Posted by Writing PIs on July 9, 2010

What a PI sees needs to be backed up with evidence (proof) to demonstrate that what was seen is the truth. Most of the time, compiling evidence requires assembling it from multiple sources. We’ll give examples of this in the below scenarios of a PI assembling proof for two different kinds of cases.

Case 1: A PI is hired to find proof a spouse is cheating

surveillanceIn this type of case, a single photograph can do the trick. But what if a PI takes a photo of the alleged philandering spouse hugging a co-worker after a company meeting, and shows that to the wife as evidence of the husband’s cheating? It might look as though he’s cheating, but it takes the secondary level of investigation to verify or debunk the wife’s suspicions.

A smart PI can obtain secondary evidence through photos from different angles/locales, interviews with subjects who witnessed the infidelity (such as bartenders, etc.), even an interview with the paramour (which we once did in a case — she was a bit surprised, but she admitted she’d been fooling around with the philandering husband we were investigating. She was all the more willing to speak with us after she learned about the photos we had taken of her tryst with Mr. Philandering).

Case 2: A PI is hired to document shrinkage from an employer

Let’s say a PI wears a covert camera and spends the afternoon surreptitiously videotaping activity at a store where the owner thinks a certain employee is stealing merchandise.
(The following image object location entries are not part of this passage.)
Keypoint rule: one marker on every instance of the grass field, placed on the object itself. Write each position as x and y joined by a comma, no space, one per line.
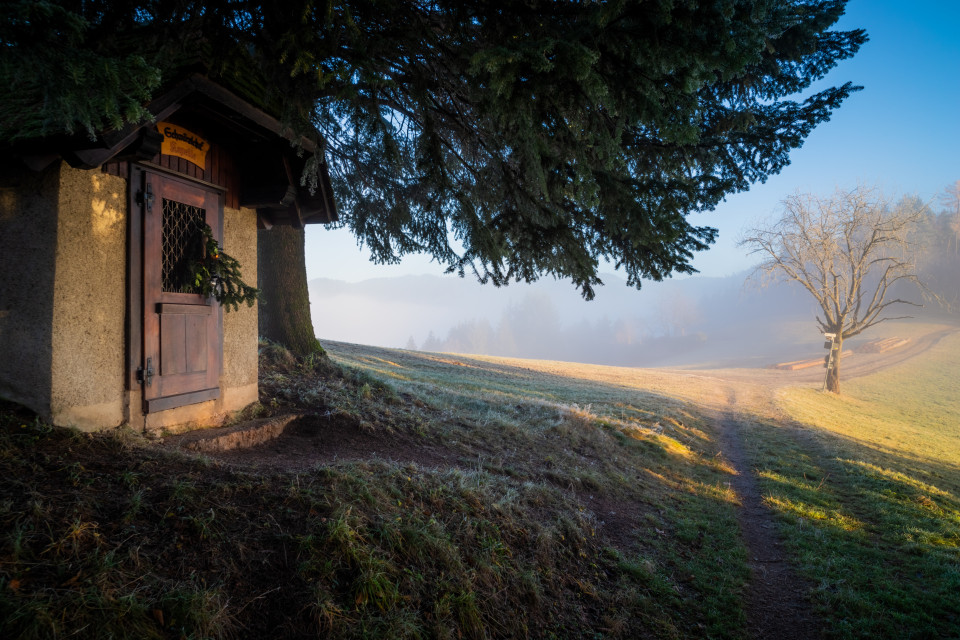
868,492
510,499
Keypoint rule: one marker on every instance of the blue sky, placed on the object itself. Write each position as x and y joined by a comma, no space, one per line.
900,133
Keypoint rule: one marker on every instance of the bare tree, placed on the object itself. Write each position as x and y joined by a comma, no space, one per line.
951,199
848,250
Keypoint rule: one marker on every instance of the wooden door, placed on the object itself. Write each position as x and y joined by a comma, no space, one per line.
182,336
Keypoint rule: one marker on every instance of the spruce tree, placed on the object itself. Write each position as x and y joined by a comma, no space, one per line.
507,140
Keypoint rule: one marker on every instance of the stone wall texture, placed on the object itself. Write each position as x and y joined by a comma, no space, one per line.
63,306
89,294
28,242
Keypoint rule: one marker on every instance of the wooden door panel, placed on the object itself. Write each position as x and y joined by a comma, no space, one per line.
181,329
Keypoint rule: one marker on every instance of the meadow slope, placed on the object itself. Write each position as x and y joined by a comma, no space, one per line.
434,495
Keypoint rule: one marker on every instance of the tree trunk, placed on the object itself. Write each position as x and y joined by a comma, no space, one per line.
833,372
285,303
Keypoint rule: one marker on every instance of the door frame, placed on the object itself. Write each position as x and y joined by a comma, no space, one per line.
135,284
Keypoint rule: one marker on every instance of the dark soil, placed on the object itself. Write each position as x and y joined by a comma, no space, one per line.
776,602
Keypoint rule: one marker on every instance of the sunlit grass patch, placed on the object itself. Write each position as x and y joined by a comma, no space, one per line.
880,544
911,410
565,506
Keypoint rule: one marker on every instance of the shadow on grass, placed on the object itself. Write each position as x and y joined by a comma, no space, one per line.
877,533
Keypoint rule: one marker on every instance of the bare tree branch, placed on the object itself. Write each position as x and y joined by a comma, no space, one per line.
848,250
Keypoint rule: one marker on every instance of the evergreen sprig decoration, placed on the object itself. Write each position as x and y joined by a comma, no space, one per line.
217,274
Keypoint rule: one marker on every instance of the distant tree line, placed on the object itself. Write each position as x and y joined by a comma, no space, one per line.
938,237
678,323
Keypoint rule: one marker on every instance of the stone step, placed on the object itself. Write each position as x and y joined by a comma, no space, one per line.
238,436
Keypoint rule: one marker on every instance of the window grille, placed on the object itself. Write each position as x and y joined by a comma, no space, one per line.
182,242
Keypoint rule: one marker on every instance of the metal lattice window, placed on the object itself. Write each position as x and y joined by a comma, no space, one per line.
182,242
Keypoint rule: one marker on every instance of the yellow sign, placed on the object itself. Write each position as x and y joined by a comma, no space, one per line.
179,142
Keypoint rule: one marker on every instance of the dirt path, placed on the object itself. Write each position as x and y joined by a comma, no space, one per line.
776,600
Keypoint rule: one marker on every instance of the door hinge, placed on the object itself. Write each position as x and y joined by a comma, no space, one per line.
145,375
145,197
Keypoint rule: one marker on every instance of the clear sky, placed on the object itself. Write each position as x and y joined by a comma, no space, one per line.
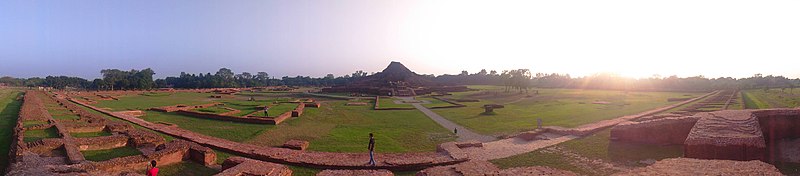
632,38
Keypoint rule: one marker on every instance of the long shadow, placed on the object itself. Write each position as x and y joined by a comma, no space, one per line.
8,118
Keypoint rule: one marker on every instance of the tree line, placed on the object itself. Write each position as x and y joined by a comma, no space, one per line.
513,80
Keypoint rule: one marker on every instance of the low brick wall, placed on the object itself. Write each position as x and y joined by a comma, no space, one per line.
665,131
101,143
84,128
247,119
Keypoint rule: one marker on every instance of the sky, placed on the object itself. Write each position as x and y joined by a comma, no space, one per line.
714,38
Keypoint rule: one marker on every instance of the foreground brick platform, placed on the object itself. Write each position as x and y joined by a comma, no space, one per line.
730,134
734,135
691,167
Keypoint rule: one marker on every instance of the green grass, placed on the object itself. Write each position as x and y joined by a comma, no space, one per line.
556,107
278,109
9,109
144,102
339,128
35,135
30,123
772,98
165,136
90,134
233,131
102,155
185,168
434,102
334,127
386,102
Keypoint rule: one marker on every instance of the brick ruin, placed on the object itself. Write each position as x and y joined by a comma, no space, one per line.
691,167
730,134
62,155
249,118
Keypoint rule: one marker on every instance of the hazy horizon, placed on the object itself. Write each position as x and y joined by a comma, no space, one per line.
313,38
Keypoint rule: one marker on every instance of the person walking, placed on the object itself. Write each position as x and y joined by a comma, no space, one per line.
152,170
371,148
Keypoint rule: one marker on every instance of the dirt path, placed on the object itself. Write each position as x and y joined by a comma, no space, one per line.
321,160
514,146
464,134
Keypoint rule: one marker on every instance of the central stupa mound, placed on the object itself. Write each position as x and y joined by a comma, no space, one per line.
395,79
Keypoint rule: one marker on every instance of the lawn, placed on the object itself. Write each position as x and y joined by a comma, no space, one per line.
248,107
233,131
556,107
772,98
30,123
165,136
35,135
102,155
434,102
141,102
338,128
213,109
9,109
90,134
387,102
594,147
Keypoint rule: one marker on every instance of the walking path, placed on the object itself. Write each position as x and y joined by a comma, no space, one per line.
464,134
514,146
396,161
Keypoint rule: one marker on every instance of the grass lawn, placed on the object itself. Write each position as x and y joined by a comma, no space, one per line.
165,136
434,102
30,123
185,168
102,155
90,134
9,109
556,107
772,98
387,102
338,128
233,131
141,102
35,135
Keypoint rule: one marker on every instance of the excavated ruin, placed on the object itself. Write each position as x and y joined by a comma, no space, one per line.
728,135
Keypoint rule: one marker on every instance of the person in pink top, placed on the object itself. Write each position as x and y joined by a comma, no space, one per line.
152,170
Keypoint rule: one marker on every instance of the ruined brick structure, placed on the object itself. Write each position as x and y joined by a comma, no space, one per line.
692,167
62,155
730,134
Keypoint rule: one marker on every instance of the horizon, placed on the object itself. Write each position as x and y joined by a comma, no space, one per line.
630,38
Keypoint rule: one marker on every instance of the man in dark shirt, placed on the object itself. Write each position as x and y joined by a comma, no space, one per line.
371,148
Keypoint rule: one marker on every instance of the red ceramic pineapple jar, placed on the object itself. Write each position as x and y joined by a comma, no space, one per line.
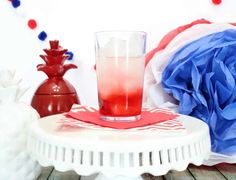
54,95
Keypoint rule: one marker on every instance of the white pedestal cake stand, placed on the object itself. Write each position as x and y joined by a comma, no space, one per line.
118,154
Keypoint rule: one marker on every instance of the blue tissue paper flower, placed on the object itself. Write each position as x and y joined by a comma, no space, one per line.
201,76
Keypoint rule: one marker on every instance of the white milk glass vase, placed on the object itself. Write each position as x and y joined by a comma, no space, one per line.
15,120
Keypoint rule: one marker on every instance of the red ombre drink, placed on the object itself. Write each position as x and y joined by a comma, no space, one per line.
120,62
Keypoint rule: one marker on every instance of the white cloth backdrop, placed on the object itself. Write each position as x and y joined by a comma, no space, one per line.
74,22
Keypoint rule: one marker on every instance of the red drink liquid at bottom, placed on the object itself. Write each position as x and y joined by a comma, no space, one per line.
120,86
121,104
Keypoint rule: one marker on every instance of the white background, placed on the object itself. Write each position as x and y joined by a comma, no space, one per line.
74,22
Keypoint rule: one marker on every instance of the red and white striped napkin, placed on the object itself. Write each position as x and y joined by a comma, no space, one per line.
153,119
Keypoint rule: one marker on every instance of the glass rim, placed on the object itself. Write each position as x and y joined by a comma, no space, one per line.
120,31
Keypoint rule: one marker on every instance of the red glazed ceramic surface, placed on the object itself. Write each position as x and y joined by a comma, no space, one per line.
55,94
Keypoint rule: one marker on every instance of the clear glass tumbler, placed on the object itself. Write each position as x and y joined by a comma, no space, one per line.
120,63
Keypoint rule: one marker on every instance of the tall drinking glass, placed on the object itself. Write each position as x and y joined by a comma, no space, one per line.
120,63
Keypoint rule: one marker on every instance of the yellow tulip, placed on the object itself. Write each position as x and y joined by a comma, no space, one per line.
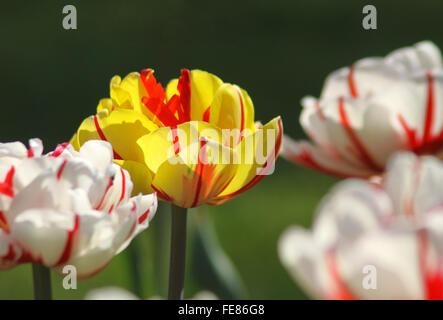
195,142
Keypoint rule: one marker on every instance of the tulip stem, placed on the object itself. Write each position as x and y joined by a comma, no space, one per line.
178,253
42,282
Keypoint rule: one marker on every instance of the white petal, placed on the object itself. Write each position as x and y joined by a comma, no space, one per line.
305,261
394,254
43,232
351,209
36,145
304,153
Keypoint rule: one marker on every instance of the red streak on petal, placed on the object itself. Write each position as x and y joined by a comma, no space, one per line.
60,170
153,88
429,119
351,82
143,217
102,136
163,195
69,242
59,150
364,154
4,223
123,186
184,88
433,279
160,111
175,140
207,114
6,187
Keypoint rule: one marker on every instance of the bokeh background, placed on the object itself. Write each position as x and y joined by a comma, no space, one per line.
279,51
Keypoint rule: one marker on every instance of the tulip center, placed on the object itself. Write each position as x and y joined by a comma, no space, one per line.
169,113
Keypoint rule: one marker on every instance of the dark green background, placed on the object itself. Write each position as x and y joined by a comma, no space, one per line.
277,50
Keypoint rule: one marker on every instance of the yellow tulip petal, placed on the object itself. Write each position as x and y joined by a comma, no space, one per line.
121,128
192,181
105,104
231,109
171,89
140,176
128,93
74,142
257,156
159,145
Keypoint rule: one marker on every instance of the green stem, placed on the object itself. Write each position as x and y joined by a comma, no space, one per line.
42,282
135,266
178,253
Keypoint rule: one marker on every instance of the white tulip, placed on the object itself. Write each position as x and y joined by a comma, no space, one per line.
372,109
394,229
67,207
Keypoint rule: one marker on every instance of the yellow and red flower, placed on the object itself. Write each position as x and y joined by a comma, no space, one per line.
174,141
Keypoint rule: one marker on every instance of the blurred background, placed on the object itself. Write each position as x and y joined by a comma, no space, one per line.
279,51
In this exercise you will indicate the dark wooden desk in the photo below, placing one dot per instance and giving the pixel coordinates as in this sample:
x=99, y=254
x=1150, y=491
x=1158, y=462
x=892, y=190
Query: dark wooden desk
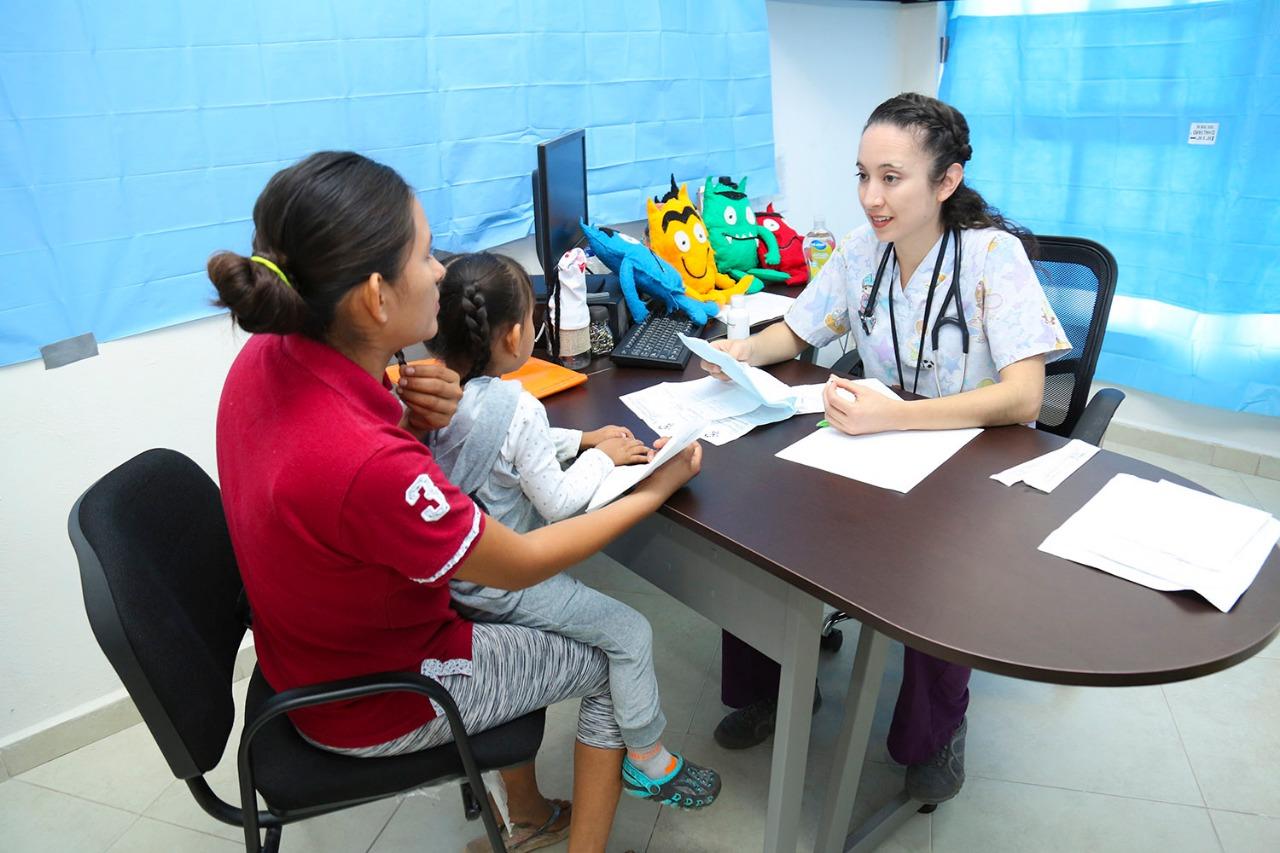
x=951, y=569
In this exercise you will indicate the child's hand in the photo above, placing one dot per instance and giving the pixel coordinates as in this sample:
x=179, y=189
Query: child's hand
x=432, y=393
x=593, y=438
x=625, y=450
x=675, y=473
x=856, y=411
x=740, y=350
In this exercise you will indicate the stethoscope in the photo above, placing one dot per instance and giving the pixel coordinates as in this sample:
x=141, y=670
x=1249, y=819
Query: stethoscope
x=865, y=314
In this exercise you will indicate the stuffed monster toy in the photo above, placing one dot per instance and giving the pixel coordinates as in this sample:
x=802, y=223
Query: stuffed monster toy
x=735, y=233
x=790, y=247
x=640, y=270
x=679, y=237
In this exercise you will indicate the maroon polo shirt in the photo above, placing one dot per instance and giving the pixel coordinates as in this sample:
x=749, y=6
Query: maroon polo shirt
x=346, y=533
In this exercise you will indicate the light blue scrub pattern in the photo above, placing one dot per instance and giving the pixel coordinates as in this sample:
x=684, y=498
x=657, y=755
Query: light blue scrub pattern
x=1005, y=308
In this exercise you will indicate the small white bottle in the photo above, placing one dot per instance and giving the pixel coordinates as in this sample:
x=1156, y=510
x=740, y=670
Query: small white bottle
x=574, y=322
x=818, y=246
x=737, y=319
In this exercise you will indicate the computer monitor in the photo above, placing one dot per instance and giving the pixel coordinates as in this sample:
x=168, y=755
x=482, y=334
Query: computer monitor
x=560, y=204
x=560, y=196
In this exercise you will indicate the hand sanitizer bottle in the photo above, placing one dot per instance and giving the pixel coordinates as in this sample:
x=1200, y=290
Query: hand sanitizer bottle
x=818, y=246
x=737, y=318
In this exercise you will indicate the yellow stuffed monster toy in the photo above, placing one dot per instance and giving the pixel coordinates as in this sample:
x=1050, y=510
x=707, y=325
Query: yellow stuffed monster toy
x=677, y=235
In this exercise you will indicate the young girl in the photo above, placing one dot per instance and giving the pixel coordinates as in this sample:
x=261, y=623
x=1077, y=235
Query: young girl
x=501, y=450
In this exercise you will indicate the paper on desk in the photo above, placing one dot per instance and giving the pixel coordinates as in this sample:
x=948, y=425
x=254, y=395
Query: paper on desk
x=1169, y=537
x=896, y=460
x=1046, y=473
x=625, y=477
x=809, y=398
x=767, y=306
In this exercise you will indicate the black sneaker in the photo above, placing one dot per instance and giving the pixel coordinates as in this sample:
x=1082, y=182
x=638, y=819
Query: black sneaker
x=941, y=778
x=752, y=725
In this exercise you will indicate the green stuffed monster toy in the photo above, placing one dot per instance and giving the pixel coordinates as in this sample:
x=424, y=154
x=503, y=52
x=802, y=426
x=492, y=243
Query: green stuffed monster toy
x=735, y=233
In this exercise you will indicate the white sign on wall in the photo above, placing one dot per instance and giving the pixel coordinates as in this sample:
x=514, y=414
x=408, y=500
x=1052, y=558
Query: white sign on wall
x=1202, y=133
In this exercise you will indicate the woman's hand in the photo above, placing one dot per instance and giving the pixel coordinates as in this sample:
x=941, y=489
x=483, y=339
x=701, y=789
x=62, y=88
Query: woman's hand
x=432, y=393
x=858, y=411
x=675, y=471
x=593, y=438
x=740, y=350
x=625, y=450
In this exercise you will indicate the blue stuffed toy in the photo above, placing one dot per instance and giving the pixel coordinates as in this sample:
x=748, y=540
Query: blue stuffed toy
x=641, y=270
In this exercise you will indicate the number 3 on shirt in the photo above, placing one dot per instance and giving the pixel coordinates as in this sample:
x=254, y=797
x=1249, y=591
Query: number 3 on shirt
x=435, y=503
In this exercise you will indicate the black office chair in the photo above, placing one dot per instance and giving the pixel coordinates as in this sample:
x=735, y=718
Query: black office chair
x=1079, y=281
x=165, y=602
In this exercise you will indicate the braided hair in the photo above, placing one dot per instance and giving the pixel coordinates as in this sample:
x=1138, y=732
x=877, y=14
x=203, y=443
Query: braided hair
x=481, y=296
x=944, y=133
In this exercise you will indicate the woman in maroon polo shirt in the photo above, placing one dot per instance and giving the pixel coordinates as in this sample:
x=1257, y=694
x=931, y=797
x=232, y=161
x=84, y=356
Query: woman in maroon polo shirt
x=344, y=529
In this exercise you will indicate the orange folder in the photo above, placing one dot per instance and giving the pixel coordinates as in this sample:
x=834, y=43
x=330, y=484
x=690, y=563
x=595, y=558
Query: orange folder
x=539, y=378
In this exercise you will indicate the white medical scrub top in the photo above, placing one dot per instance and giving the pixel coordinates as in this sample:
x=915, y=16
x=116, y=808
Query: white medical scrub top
x=1005, y=308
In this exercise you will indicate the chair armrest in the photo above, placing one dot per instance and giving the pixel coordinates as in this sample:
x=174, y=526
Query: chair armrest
x=849, y=365
x=1097, y=415
x=346, y=689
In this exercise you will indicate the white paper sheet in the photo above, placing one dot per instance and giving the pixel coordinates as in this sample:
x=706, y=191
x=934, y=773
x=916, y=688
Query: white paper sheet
x=896, y=460
x=1046, y=473
x=1169, y=537
x=625, y=477
x=767, y=389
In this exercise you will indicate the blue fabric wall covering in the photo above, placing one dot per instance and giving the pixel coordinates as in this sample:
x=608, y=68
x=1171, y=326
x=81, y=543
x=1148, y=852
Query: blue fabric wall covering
x=135, y=137
x=1079, y=126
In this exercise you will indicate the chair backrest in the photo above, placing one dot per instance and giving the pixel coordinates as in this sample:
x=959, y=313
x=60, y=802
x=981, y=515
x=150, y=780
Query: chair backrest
x=1079, y=279
x=161, y=589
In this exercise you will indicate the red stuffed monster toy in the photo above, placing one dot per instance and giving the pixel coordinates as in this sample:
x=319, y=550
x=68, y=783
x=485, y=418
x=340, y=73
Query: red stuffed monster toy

Let’s say the PI captures that employee carrying a box outside the store and setting it inside the back of a friend’s SUV.

Isn’t seeing believing?  Isn’t that one segment of video tape enough?

Sure, it could be that the employee just put stolen merchandise in the back of a pal’s SUV. But the smart PI will next go after secondary evidence, such as store receipts that show the employee did or did not make that particular purchase, any recorded conversations (that don’t qualify as eavesdropping, say the employee is chatting with a pal in the middle of an aisle) that document the employee planning a theft. Additional secondary evidence the PI might provide the owner is a background check on the employee that shows if the employee is having financial problems, a past history of drug issues or crimes of dishonesty. You’d be surprised how many employers don’t run adequate background checks, if any at all.